RESULTS AND DISCUSSION
Characterization of a truncated Dat
We truncated the D. melanogaster Dat gene because the PredictProtein server [31] had predicted that residues 1–20 and 231–240 would be disordered in the native structure, which might have interfered with crystallization. The truncated Dat (called Dat21–230) contains the four highly conserved motifs and has a molecular mass of 24411 Da, which is consistent with its theoretical molecular mass. Moreover, Dat21–230 and full-length Dat have very similar CD spectra and identical enzymatic activities. The ITC experiments revealed the similar affinity of substrate and cofactor for Dat21–230 and full-length Dat (Supplementary Figure S1 at http://www.BiochemJ.org/bj/446/bj4460395add.htm). In summary, these results showed that the truncation form of Dat is similar to native Dat both functionally and structurally, without detectably having an impact on the structural integrity of the enzyme.

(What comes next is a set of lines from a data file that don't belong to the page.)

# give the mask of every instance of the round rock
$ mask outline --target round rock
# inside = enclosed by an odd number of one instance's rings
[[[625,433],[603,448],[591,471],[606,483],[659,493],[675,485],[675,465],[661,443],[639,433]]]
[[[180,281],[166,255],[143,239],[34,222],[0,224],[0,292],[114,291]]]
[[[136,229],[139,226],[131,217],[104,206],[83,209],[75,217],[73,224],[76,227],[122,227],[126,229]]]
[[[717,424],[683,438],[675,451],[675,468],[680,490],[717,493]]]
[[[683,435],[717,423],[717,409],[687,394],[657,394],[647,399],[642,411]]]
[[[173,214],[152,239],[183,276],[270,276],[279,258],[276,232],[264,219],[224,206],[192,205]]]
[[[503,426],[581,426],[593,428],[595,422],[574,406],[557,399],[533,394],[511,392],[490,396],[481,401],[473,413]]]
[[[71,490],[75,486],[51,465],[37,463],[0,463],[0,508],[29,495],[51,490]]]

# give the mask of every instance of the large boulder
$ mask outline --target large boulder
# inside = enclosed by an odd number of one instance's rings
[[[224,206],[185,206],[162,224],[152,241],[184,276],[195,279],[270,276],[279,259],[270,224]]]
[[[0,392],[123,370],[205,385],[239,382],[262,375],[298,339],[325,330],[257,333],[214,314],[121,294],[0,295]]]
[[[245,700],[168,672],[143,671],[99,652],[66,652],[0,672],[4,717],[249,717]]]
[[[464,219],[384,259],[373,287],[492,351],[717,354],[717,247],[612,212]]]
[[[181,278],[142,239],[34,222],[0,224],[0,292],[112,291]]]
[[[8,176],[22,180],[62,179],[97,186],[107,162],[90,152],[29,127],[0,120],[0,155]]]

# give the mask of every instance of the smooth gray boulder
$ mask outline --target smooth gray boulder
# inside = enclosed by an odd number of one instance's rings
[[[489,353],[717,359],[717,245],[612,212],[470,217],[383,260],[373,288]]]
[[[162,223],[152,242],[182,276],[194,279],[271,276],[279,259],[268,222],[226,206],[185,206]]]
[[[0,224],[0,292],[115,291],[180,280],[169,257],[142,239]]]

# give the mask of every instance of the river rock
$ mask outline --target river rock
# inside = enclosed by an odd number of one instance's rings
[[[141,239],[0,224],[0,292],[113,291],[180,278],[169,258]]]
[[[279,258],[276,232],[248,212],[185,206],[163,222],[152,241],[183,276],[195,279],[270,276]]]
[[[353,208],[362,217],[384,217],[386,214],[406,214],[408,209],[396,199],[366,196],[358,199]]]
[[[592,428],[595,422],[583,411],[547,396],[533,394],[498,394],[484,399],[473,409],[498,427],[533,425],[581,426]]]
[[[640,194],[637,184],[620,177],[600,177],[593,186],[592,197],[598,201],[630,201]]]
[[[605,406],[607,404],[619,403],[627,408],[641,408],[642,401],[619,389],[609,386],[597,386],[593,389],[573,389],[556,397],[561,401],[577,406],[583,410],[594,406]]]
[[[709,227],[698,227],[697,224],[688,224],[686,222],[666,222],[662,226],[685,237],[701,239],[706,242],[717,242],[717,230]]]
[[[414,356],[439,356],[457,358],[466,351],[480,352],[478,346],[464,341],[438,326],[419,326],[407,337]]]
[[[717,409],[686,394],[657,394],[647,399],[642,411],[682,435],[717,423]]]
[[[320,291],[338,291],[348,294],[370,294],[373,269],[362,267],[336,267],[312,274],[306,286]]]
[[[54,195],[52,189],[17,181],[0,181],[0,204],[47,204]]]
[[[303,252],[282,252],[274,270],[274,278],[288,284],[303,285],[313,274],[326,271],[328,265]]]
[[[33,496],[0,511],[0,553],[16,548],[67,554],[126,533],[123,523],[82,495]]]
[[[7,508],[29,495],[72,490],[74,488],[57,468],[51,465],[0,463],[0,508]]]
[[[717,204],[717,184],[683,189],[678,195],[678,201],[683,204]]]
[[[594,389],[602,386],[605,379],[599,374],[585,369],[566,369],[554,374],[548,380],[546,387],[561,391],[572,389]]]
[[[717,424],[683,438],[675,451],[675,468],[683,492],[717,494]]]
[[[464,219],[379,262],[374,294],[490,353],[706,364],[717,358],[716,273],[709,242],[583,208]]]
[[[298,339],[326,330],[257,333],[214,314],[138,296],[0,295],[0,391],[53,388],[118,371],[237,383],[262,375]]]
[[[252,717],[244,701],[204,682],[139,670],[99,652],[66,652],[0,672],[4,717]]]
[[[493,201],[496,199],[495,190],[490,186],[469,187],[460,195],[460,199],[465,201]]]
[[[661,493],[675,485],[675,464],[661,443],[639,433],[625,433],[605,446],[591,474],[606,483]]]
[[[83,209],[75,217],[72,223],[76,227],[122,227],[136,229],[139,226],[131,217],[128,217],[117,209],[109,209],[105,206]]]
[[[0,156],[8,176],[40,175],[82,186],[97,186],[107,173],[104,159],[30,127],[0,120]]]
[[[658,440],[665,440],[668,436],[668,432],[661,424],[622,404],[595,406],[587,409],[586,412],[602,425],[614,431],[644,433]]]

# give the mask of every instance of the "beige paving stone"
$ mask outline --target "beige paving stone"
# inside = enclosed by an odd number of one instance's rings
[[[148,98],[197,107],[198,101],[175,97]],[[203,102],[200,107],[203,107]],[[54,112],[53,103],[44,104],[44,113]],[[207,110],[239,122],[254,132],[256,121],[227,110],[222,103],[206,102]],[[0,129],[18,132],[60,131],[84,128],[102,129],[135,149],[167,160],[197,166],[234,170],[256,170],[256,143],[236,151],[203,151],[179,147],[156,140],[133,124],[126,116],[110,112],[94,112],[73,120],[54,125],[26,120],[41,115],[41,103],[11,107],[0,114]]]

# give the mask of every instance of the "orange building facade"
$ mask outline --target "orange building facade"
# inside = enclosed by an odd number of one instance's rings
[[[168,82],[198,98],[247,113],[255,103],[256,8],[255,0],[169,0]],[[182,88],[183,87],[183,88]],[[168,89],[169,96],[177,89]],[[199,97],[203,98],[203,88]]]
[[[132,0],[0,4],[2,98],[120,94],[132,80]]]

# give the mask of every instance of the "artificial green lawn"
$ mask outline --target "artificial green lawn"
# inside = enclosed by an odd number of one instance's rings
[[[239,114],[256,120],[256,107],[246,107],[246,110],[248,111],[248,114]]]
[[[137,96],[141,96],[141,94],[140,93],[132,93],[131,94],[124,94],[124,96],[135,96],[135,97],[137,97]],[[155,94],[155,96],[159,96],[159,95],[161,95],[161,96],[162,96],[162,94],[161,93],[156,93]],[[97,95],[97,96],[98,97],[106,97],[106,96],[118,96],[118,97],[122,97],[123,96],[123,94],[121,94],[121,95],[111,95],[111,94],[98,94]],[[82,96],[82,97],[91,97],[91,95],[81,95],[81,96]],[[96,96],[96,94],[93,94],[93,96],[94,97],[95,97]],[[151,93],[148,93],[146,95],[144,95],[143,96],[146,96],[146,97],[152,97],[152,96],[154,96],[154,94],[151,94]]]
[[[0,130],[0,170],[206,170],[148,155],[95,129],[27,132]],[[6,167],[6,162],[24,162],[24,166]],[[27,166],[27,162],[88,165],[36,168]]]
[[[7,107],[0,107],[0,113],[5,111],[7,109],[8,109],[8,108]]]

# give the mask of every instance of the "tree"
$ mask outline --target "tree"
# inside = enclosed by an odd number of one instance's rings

Crystal structure of the Dat21–230–AcCoA complex
The crystal structure of the Dat21–230–AcCoA complex was solved at 1.46 Å resolution; the diffraction data having been acquired by one-edge (selenium) single-wavelength anomalous diffraction. Each asymmetry unit contains one Dat21–230–AcCoA complex. Dat21–230 is a globular protein containing a seven-strand mixed β-sheet surrounded by nine α-helices (Figure 1A). The β-sheet is highly twisted and can be considered as two β-sheets (β1–β4 and β5–β7), which are partially separated at β4 and β5. The strands in each neighbouring pair are orientated in opposite directions (antiparallel), except for β4 and β5, which are parallel with each other. The β-sheet separates the α-helices into two groups that reside on opposite sides of the β-sheet. Motif C (Tyr22–Phe43) is located in β1 and α1. Motif D is located in β2 and β3 (Lys76–Asn90). Motif A (Leu139–Gly173) is located in β4, α5 and α6. Motif B (Val179–Phe199) is located in β5, α7 and β6.
The AcCoA-binding site
The position of AcCoA was clearly defined in the electron density map and is located in a cleft that appears to be part of the funnel-shaped active site. The AcCoA conformation is approximately S-shaped. The cleft is almost completely covered by motifs A and B, which include the aforementioned secondary structural elements and the loop between α5 and α6 (Figure 1A). The AcCoA pantetheine is bound in this cleft at a position where β4 and β5 diverge. AcCoA forms hydrogen bonds with the backbone atoms of Leu146, Val148, Arg153, Gly154, Gly156 and Ala158 and one salt bridge with Lys192. Additionally, it also forms water-mediated hydrogen bonds with Asp46, Ser147, Tyr152, Leu155, Ile157, Gly159, Ser182 and Ser186, and van der Waals interactions with Val148, Arg153, Gly154, Ala158, Val179 and Val189 (Figure 1B and Supplementary Table S1 at http://www.BiochemJ.org/bj/446/bj4460395add.htm). Residues in the turn that joins α5 and α6 of motif A form a positively charged pocket that contains the pyrophosphate (Supplementary Figure S2A at http://www.BiochemJ.org/bj/446/bj4460395add.htm). Notably, the residues in the turn are the most highly conserved within motif A of insect AANATs (Figure 2). The AcCoA acetyl is located between β5 and a β-bulge in β4 and appears to be stabilized by contacts with the protein. Interestingly, in this β-bulge, the Lys144 and Ile145 side chains are on the same face of the β-sheet (Supplementary Figure S3 at http://www.BiochemJ.org/bj/446/bj4460395add.htm). The carbonyl oxygen of the AcCoA acetyl is within hydrogen-bonding distance of the Leu146 backbone nitrogen, which is positioned distinctively as a result of the β-bulge. Additionally, the main-chain carbonyl oxygen of Leu146 is within hydrogen-bonding distance of the nearest pantetheine nitrogen (N4P). By constraining AcCoA at two points via these two possible Leu146 backbone hydrogen bonds, the AcCoA sulfur atom is within hydrogen-bonding distance of the Ser186 hydroxy group (discussed below). Of note, Lys192 can form a distinct salt bridge with 3′-phosphate or α-phosphate of the ADP moiety. This feature has not been observed in other AANAT complex structures to date.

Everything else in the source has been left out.